Antioxidant activity of ginseng cultivated under mountainous forest with different growing years

Hong-Yan Pan,Yang Qu,Jian-Kui Zhang,Ting-Guo Kang,De-Qiang Dou 고려인삼학회 2013 Journal of Ginseng Research Vol.37 No.3

Ginseng cultivated and grown naturally under mountainous forest is formally called “Lin-Xia-Shan-Shen” (LXSS) and grown in manual condition is called garden ginseng (GG) according to Chinese pharmacopoeia (2010 edition). Usually the growing condition of LXSS is similar to wild ginseng and mostly used in Chinese folks in ancient times. The antioxidant properties of LXSS with different growing years were evaluated by their inhibitions of thiobarbituric acid-reactive substance (TBA-RS) formation in liver homogenate and 2, 2-diphenyl-1-picrylhydrazyl (DPPH)-radical scavenging activity comparing with those of GG. The inhibitions of different polar extracts (n-butanol and water) of LXSS and GG on TBA-RS formation were also evaluated.
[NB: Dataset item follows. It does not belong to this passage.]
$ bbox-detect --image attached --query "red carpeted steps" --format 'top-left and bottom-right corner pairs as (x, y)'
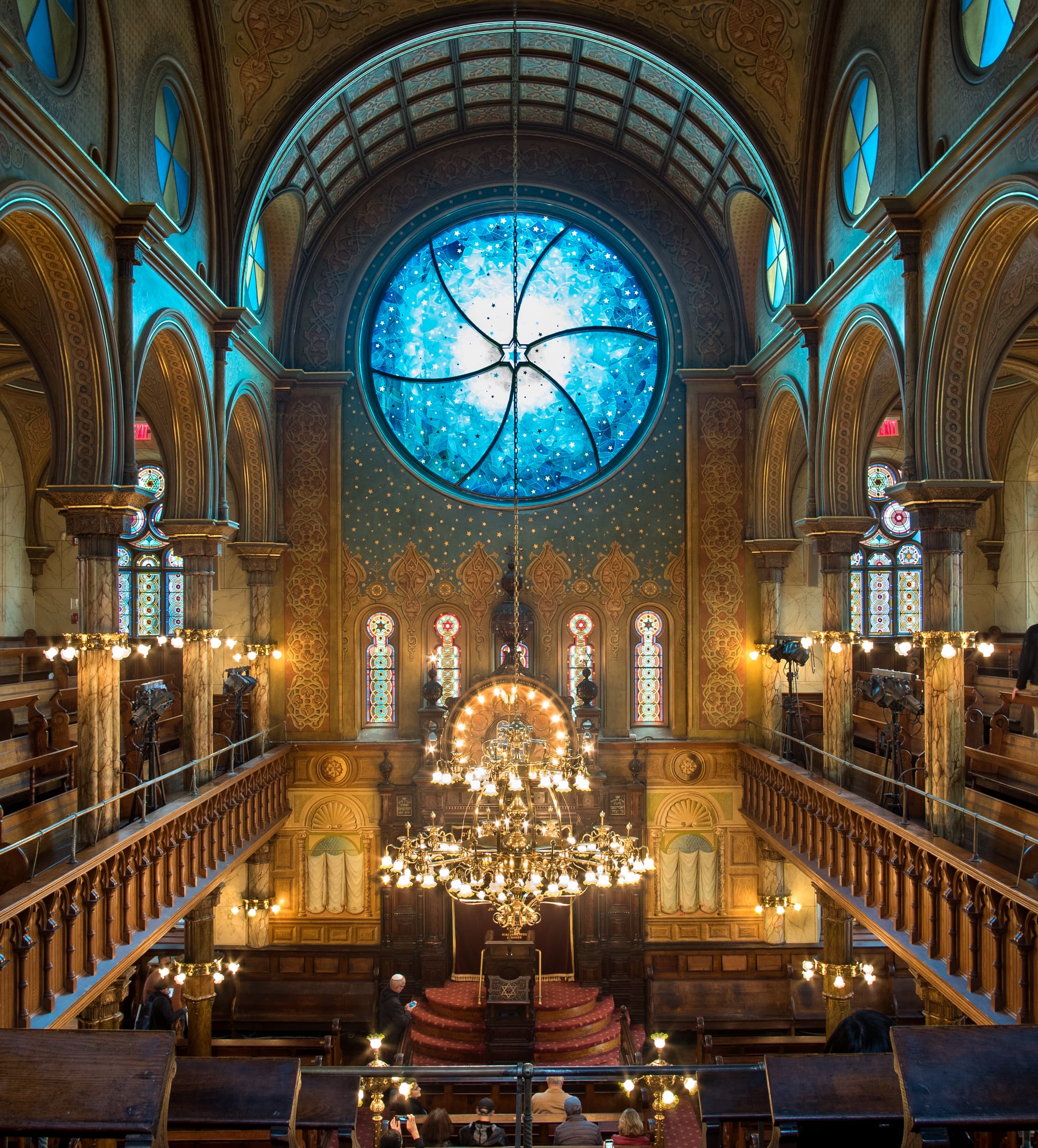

The results showed that the antioxidant effects of LXSS were higher than those of GG and the TBARS formation inhibition of LXSS with longer growing years were stronger than those with shorter growing years, while the DPPH-radical scavenging activity of LXSS did not show significant difference with the change of the growing year. The results indicated that the inhibitory effect of TBA-RS formation and the DPPH-radical scavenging of LXSS were correlated with the contents of ginsenosides. In adddition, the starch contents of LXSS and GG were determined by micro-amount method with spectrophotometer. It showed that the starch content in GG was higher than that of LXSS whose starch decreased gradually with the growing year.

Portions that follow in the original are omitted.